The basic idea was: if you don’t know what you’re saying, or if you’re trying to say something you don’t really want to say, then one strategy is to write unclearly. Conversely, consistently cloudy writing can be an indication that the writer ultimately doesn’t want to be understood.

In Orwell’s words:

[The English language] becomes ugly and inaccurate because our thoughts are foolish, but the slovenliness of our language makes it easier for us to have foolish thoughts.
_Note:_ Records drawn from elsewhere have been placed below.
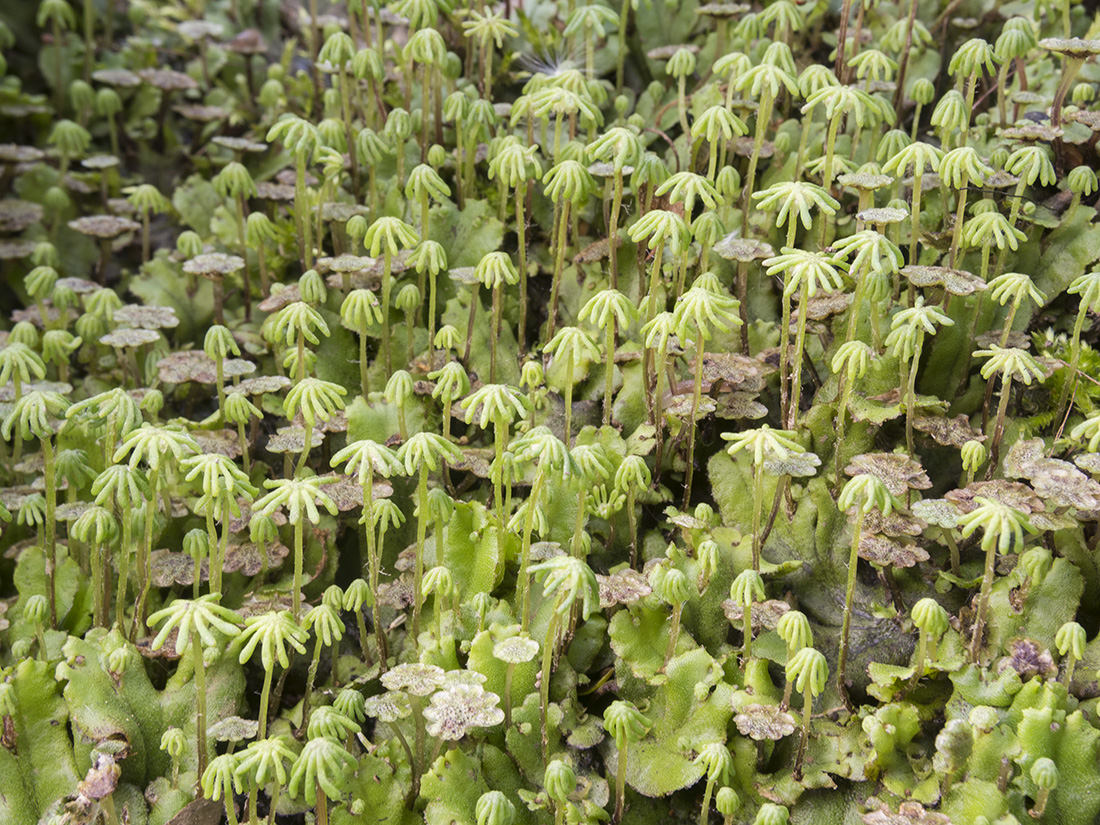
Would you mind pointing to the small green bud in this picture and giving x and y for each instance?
(930, 616)
(495, 809)
(311, 287)
(923, 91)
(1044, 773)
(560, 781)
(1071, 639)
(36, 609)
(727, 802)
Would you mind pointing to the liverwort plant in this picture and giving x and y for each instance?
(35, 415)
(1087, 287)
(763, 443)
(364, 459)
(550, 454)
(804, 273)
(195, 623)
(264, 763)
(429, 260)
(746, 590)
(957, 169)
(161, 449)
(323, 622)
(560, 782)
(697, 312)
(273, 631)
(611, 311)
(920, 157)
(494, 271)
(221, 484)
(387, 237)
(809, 671)
(574, 348)
(316, 400)
(932, 620)
(793, 628)
(502, 406)
(294, 326)
(321, 772)
(569, 583)
(359, 311)
(569, 185)
(905, 341)
(1011, 364)
(1070, 641)
(626, 725)
(673, 587)
(622, 147)
(299, 497)
(716, 759)
(424, 453)
(631, 477)
(451, 384)
(763, 81)
(515, 165)
(850, 363)
(864, 493)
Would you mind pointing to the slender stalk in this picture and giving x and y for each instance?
(525, 554)
(848, 597)
(620, 785)
(807, 705)
(608, 371)
(696, 397)
(421, 531)
(521, 232)
(298, 561)
(199, 701)
(548, 653)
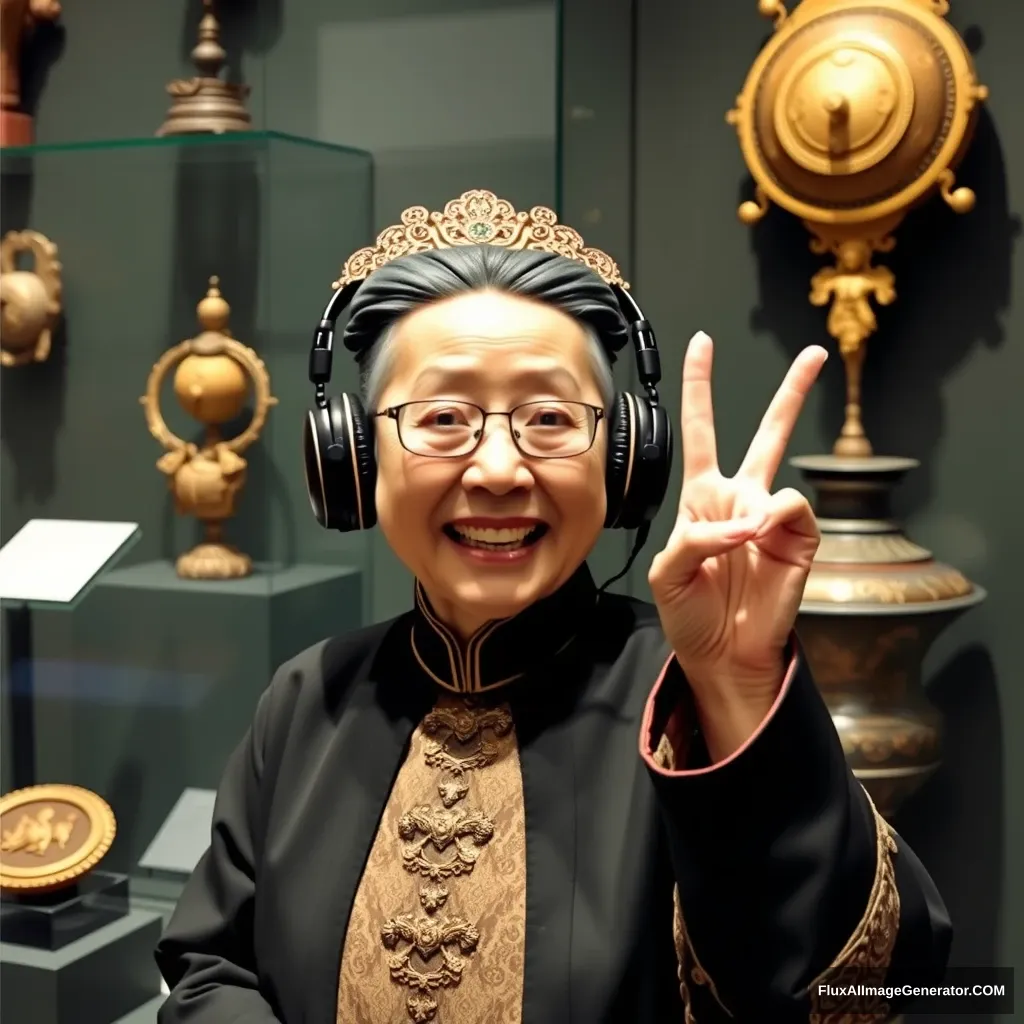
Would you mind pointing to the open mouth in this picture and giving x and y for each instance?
(491, 539)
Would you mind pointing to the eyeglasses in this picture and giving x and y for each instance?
(444, 429)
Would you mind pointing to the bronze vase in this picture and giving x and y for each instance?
(872, 606)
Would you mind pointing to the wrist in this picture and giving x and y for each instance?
(731, 707)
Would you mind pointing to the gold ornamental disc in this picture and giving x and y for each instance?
(856, 110)
(51, 836)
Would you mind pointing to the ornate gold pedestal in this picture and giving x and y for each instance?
(855, 112)
(205, 103)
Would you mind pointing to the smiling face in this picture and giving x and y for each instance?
(488, 532)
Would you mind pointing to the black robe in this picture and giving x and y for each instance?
(776, 857)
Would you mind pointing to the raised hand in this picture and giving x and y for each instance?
(729, 582)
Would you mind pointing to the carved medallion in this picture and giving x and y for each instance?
(51, 836)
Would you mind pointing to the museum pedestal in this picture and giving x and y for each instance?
(94, 980)
(146, 687)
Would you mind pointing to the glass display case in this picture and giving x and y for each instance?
(138, 691)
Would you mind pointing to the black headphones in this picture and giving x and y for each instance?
(341, 465)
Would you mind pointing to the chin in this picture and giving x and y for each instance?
(500, 594)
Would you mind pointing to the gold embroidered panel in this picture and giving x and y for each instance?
(437, 930)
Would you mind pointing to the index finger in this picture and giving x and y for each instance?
(699, 448)
(765, 454)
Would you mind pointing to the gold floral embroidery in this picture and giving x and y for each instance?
(437, 947)
(689, 969)
(867, 953)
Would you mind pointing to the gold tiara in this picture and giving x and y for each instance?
(477, 217)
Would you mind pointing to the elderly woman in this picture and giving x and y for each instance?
(529, 801)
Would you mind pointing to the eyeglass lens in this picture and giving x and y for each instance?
(545, 429)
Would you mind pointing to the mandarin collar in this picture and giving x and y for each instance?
(502, 650)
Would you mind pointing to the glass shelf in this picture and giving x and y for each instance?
(233, 140)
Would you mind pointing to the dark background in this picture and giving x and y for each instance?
(614, 111)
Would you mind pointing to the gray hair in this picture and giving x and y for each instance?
(411, 282)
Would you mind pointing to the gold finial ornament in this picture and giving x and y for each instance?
(30, 300)
(855, 112)
(211, 383)
(477, 217)
(17, 18)
(206, 103)
(51, 837)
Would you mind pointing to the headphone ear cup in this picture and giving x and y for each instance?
(639, 461)
(361, 430)
(340, 465)
(622, 432)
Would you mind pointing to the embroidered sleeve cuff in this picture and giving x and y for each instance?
(670, 741)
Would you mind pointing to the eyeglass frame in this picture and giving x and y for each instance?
(392, 412)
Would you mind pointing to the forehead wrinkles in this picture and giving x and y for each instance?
(475, 350)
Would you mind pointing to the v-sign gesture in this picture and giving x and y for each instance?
(729, 582)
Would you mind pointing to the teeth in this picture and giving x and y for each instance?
(504, 540)
(487, 536)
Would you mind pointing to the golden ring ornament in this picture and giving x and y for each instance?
(854, 113)
(51, 836)
(213, 372)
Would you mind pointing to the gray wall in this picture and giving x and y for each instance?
(943, 379)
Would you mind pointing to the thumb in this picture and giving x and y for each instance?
(692, 543)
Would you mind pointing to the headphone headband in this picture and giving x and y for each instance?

He quotes some ugly examples and then continues:

Each of these passages has faults of its own, but, quite apart from avoidable ugliness, two qualities are common to all of them. The first is staleness of imagery; the other is lack of precision. The writer either has a meaning and cannot express it, or he inadvertently says something else, or he is almost indifferent as to whether his words mean anything or not. This mixture of vagueness and sheer incompetence is the most marked characteristic of modern English prose, and especially of any kind of political writing. As soon as certain topics are raised, the concrete melts into the abstract and no one seems able to think of turns of speech that are not hackneyed: prose consists less and less of words chosen for the sake of their meaning, and more and more of phrases tacked together like the sections of a prefabricated hen-house. . . .

As I have tried to show, modern writing at its worst does not consist in picking out words for the sake of their meaning and inventing images in order to make the meaning clearer. It consists in gumming together long strips of words which have already been set in order by someone else, and making the results presentable by sheer humbug. The attraction of this way of writing is that it is easy. . . . By using stale metaphors, similes, and idioms, you save much mental effort, at the cost of leaving your meaning vague, not only for your reader but for yourself. . . .

In our time it is broadly true that political writing is bad writing. Where it is not true, it will generally be found that the writer is some kind of rebel, expressing his private opinions and not a ‘party line’. Orthodoxy, of whatever colour, seems to demand a lifeless, imitative style. . . .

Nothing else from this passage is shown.